No need to ask the same question in different threads, assuming you are human and not AI of course.....

There's 3 trimmer pots on each side along the top of the instrument cluster main pcb (unclip the translucent cover to get to them). On one side they deal with tacho and fuel gauge readings while the other side deals with speedo and fuel gauge. VR2 deals with the Temp gauge reading.

If you have a look here https://rangerovers.pub/topic/898-calibrated-speedos (post #6) I detailed how to get your speedo and tacho reading absolutely spot on if you have the patience......

Yes, I suppose I am influenced by some of the lesser educated over on the dark side. I have to keep my answers to a level that doesn't cause the profanity filter to kick in too, re-inventing the wheel springs to mind. Martin has done it and documented it all but he insists on trying to do thing differently and it is never going to work. Quite why he is so hung up on the tacho when he doesn't even have a means of connecting his gearbox to his transfer case is beyond me....

GKN should be fine but, as you say, modern materials mean they won't last as long as original, so you may as well get the cheapest and expect it to last half as long as OE.

My rear mudshields were both falling off as the bracket had rotted away and the shields weren't brilliant either, so before the MoT, I spent ages getting them secure. My MoT man looked at it and said that he would have just taken them off and binned them. It's not like I do any serious mud plugging so they aren't really needed.
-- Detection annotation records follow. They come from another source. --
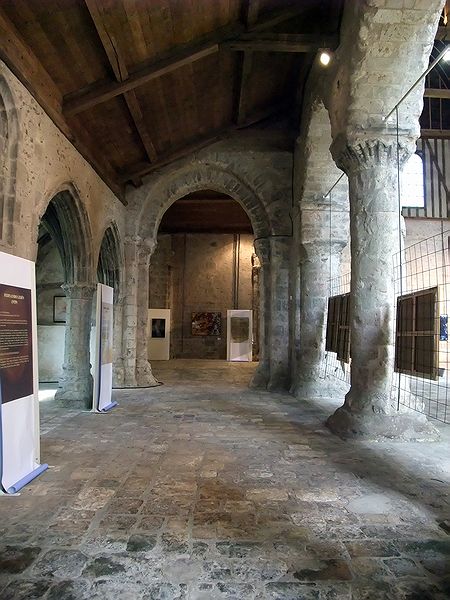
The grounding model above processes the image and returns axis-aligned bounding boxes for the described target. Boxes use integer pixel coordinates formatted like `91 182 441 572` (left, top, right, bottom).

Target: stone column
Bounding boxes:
267 236 292 392
123 236 157 387
327 141 435 439
55 283 95 408
293 199 348 398
250 238 270 390
136 242 158 387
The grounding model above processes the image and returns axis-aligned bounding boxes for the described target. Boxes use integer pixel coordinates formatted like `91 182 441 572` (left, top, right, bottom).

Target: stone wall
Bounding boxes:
0 61 125 270
149 233 254 359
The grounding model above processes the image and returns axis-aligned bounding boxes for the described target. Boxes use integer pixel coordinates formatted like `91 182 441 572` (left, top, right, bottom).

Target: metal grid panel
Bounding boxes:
392 231 450 423
321 273 351 385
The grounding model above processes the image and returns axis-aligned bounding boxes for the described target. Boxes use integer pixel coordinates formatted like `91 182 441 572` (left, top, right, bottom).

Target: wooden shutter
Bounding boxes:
395 287 439 379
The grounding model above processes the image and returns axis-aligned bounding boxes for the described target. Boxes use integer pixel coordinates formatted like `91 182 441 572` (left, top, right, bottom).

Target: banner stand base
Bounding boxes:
100 401 119 412
6 464 48 495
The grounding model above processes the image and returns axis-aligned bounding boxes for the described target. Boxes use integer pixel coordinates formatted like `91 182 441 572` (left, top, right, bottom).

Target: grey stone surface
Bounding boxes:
0 360 450 600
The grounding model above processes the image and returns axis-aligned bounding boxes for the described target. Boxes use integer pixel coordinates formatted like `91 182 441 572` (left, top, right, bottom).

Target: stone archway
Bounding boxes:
40 184 95 407
0 76 19 246
136 163 270 240
124 162 290 390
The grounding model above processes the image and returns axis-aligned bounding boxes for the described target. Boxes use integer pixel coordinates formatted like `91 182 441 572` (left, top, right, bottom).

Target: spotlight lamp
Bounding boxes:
319 50 331 67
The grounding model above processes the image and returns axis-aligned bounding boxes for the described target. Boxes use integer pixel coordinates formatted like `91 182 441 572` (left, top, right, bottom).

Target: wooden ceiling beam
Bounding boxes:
423 88 450 100
63 42 224 115
63 0 324 115
84 0 157 162
229 33 339 53
121 127 233 184
420 129 450 140
121 102 286 185
234 0 260 125
0 8 67 139
0 8 125 203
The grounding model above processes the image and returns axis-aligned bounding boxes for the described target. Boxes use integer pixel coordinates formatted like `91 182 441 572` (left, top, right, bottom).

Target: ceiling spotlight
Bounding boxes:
319 52 331 67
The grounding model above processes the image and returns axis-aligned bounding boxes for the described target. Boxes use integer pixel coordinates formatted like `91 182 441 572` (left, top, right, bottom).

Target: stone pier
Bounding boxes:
267 236 291 391
293 199 348 398
250 238 270 389
55 283 95 408
328 141 436 440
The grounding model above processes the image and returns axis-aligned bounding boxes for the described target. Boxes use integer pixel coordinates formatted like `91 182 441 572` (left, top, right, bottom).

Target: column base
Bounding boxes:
113 360 125 388
55 375 93 410
290 377 349 400
136 360 160 387
248 361 269 390
326 405 440 442
267 369 290 392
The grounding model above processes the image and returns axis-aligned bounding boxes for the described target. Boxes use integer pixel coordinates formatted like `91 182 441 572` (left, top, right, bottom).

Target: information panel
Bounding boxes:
0 252 47 493
93 283 117 412
147 308 170 360
227 310 253 362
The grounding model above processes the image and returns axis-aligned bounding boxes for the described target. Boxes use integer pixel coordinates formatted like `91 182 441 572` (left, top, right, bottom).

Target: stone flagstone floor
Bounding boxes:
0 361 450 600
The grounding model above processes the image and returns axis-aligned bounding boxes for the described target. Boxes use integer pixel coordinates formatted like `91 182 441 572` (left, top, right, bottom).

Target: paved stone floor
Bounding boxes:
0 361 450 600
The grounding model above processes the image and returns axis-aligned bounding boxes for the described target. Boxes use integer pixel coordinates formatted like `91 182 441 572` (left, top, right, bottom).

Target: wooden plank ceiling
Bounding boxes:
0 0 342 203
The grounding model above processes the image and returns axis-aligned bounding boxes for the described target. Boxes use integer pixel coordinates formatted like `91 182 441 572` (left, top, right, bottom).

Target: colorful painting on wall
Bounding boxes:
191 312 222 336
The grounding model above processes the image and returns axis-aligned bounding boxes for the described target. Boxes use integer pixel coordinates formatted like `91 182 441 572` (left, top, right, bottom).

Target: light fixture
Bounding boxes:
319 51 331 67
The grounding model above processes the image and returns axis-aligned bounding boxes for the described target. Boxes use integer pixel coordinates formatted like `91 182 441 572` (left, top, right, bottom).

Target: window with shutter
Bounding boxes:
325 294 350 363
395 287 440 379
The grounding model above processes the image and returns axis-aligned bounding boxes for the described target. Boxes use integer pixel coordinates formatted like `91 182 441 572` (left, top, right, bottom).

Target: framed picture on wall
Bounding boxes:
191 312 222 336
53 296 67 323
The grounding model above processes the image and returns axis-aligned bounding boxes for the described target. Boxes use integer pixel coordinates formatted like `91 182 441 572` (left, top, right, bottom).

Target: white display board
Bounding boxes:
227 310 253 362
0 252 48 493
92 283 117 412
147 308 170 360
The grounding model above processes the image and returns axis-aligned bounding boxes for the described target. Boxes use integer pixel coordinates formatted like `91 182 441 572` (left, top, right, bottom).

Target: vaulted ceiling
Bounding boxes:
0 0 342 203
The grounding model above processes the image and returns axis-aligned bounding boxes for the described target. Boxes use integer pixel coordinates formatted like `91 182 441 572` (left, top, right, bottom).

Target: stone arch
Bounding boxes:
0 76 19 245
40 183 94 284
97 222 124 304
137 163 275 240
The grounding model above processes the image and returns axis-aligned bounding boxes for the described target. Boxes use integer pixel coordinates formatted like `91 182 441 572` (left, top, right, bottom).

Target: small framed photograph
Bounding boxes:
53 296 67 323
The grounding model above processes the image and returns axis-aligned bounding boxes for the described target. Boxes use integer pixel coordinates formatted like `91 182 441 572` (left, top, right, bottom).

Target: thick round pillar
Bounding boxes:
328 139 440 439
267 236 291 391
250 238 270 390
55 283 95 408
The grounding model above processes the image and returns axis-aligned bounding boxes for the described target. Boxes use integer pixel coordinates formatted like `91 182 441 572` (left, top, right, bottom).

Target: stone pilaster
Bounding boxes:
293 198 349 398
123 236 157 387
55 283 95 408
136 242 158 387
328 138 440 439
294 201 348 398
267 236 292 391
250 238 270 390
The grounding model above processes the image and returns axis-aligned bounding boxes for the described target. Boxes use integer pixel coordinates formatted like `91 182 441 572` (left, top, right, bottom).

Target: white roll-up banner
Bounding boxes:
93 283 117 412
0 252 48 494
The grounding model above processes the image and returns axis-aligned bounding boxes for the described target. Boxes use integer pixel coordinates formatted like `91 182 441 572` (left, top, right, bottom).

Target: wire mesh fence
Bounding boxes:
321 273 350 385
392 231 450 423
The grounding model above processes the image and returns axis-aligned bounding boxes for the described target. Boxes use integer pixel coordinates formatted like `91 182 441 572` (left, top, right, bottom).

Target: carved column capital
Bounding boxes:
330 134 414 176
253 238 270 266
61 283 96 300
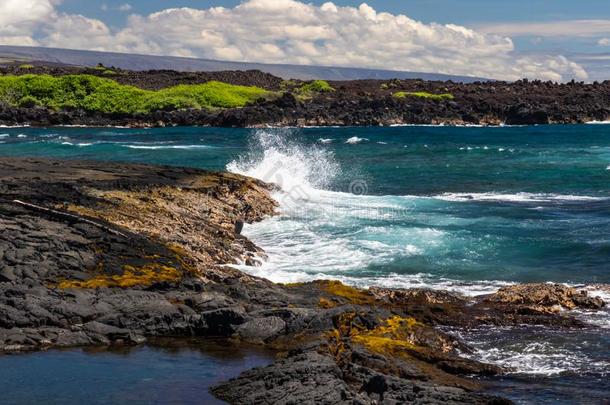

Looking at the ETM, the fuel gauge wire (Green/Black) goes directly from BeCM to gauge sender with no connections between. ETM also says that the resistance should be 19 Ohms when full, at 175 Ohms it brings on the low fuel warning light and when empty it is at 270 Ohms. There is an adjustment in the cluster (a small trimmer pot) so you could substitute a resistor for the sender and make sure the gauge reads what it should at set resistances.

Common pitfalls are ignorance and a lack of maintenance. I'm writing this in a hotel in Calais before getting the ferry back having driven to Amsterdam and back yesterday in a 27 year old P38 with (now) 537,000 miles on it.

If not AI, in the US where everyone thinks they know better than the people that designed it. As standard it was the best off road at the time of production and can still hold its own against more modern machinery if the driver knows what he is doing.